The folks at NIKE have the lean spin down pat. I am sure some consultant somewhere has done well thoroughly indoctrinating them in the whole lean spiel. the problem is that, when you have a fundamentally flawed model to begin with, streamlining those processes with lean is inherently a waste of time.
You can read Nike waxing eloquently about empowering their workforce and engaging everyone in continuous improvement. It is right out of the lean handbook. And it is easy to be impressed with their lean rhetoric.
All they have done is drenched perhaps the second ugliest manufacturing pig in the world (even they cannot reach the bottom of the manufacturing sewer Apple owns) with a lot of very exotic perfume. No company is more obsessed with the pursuit of cheap labor than Nike, and it is hard to imagine anyone wastes more money doing it. They are very profitable to be sure, but they leave an incredible amount of money on the table.

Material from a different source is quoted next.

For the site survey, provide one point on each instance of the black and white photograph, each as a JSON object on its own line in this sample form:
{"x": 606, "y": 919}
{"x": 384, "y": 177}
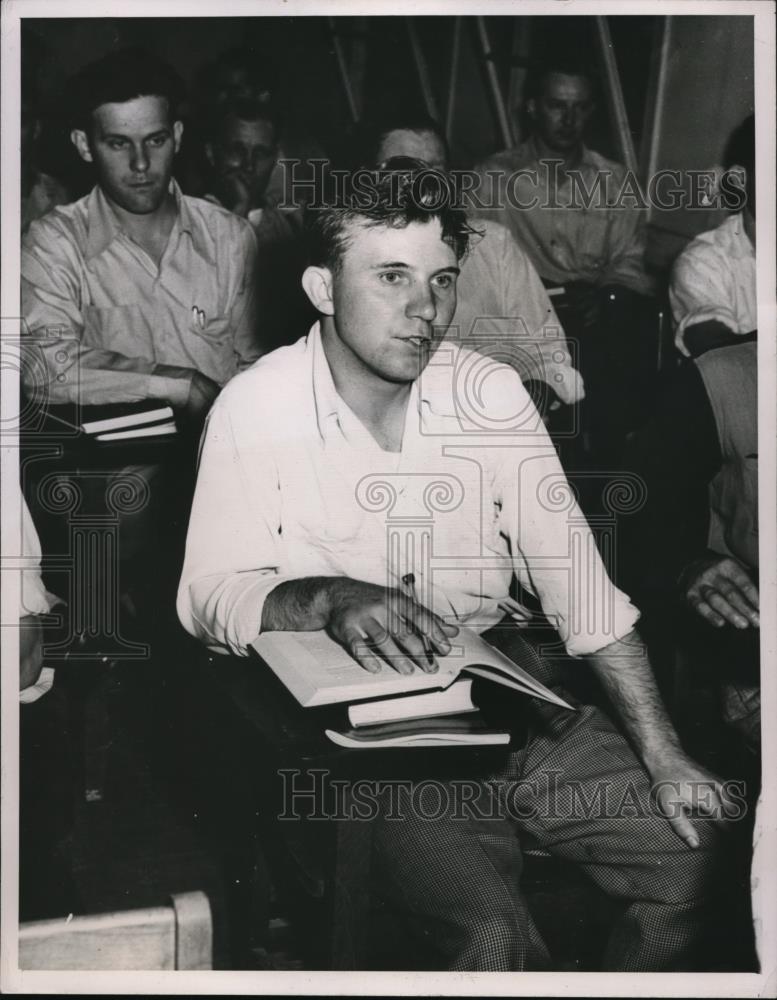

"Virtually all of our footwear is produced by factories we contract with outside of the United States. In fiscal 2010, contract factories in Vietnam, China, Indonesia, Thailand, and India manufactured approximately 37%, 34%, 23%, 2%, and 1% of total NIKE Brand footwear respectively." They especially love Vietnam where the minimum wage is about 50 cents an hour. A primary focus of their lean strategy is the "elimination of lost time" - at four bucks a day they can't afford any slacking. According to NIKE, paying more than minimum wage is problematic, as well:
"Among the factors affecting the wage debate are the competing concerns of various constituents. Shareholders want to see strong returns on their investments. Consumers want products at competitive prices. Manufacturers need to earn a profit to sustain their business and grow. Governments want to attract and retain investment in order to fuel growth, jobs and revenue. Most important, workers want to earn wages that meet their basic needs and enable their families to take advantage of growing educational and economic opportunities." All of these stakeholders think paying folks a dime more than their mandated 50 cents would make or break the deal, huh?
I don't care what NIKE pays people. What I scratch my head at is the insanity of carrying $2 billion plus in inventory - turning 5 times a year - and that is the NIKE inventory, not counting all of the inventory sitting in retailers warehouses and on their shelves. I can't reconcile a lean strategy to improve quality that is targeted at factories in wretched corners of the globe (and NIKE knows full well how wretched they are which is why they boast of having no more than 5-7% of their production with any one contractor in order to mitigate the enormous company and country risk inherent in their business model). It is fundamentally impossible to achieve excellent quality with a process that entails a three month cycle time between creating defects in factories and having end customers find them. That process can only be minimally controlled through the waste of inspection.
I can't wrap my mind around a business model that pours enormous sums of money into information systems to manage 10,000 mile long supply chains encompassing 600 contract factories spead out among every backwater place on the globe, deploying armies of inspectors to try to minimize the sweatshop-type abuses that have plagued NIKE - and sees people wasting 50 cent an hour time as the biggest opportunity to eliminate waste.
Who cares about NIKE? Certainly not me. The moral of the story is that applying lean to a basically dumb business model defeats the purpose of lean. The business has to built on a foundation of common economic sense first, then the processes should be optimized. Walking past buildings full of massive computers and bursting with billions of dollars in inventory to apply lean to the pocket change labor cost in Ho Chi Minh City represents a waste of perfectly good lean knowledge and expertise.